Das Münchner Kammerorchester mit einem ausgefallenen Programm und einer Uraufführung von Thomas Larcher
(München, 18. Juni 2009) Fünf Werke von vier Komponisten an einem Abend - ein Sammelsurium? Wer das befürchtet hatte, erlebte im 8. Abo-Konzert des Münchner Kammerorchesters im Prinzregententheater eine angenehme Überraschung.
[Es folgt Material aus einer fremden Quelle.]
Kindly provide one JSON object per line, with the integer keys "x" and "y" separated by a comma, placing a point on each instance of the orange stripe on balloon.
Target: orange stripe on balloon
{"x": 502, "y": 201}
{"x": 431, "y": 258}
Denn die unterschiedlichen Kompositionen fügten sich nicht nur unter einen großen Spannungsbogen, sondern zuletzt schloss sich sogar der Kreis: Hans Stadlmairs eröffnendes Adagietto "Ecce homo" korrespondierte wunderbar mit dem abschließenden Adagio aus Mahlers Zehnter, das Stadlmair für 15 Streicher gesetzt hat.
Höchste Konzentration, erlesene Soli (Bratsche!) meditative Versunkenheit oder rhythmisches Aufbäumen wurden den Streichern abverlangt. Alexander Liebreich leitete sie sensibel und zielbewusst und schaffte es sogar, das in dieser Version gewissermaßen zum Skelett abgemagerte, strukturhelle Mahler-Adagio mit weichem Legato zu umschmeicheln.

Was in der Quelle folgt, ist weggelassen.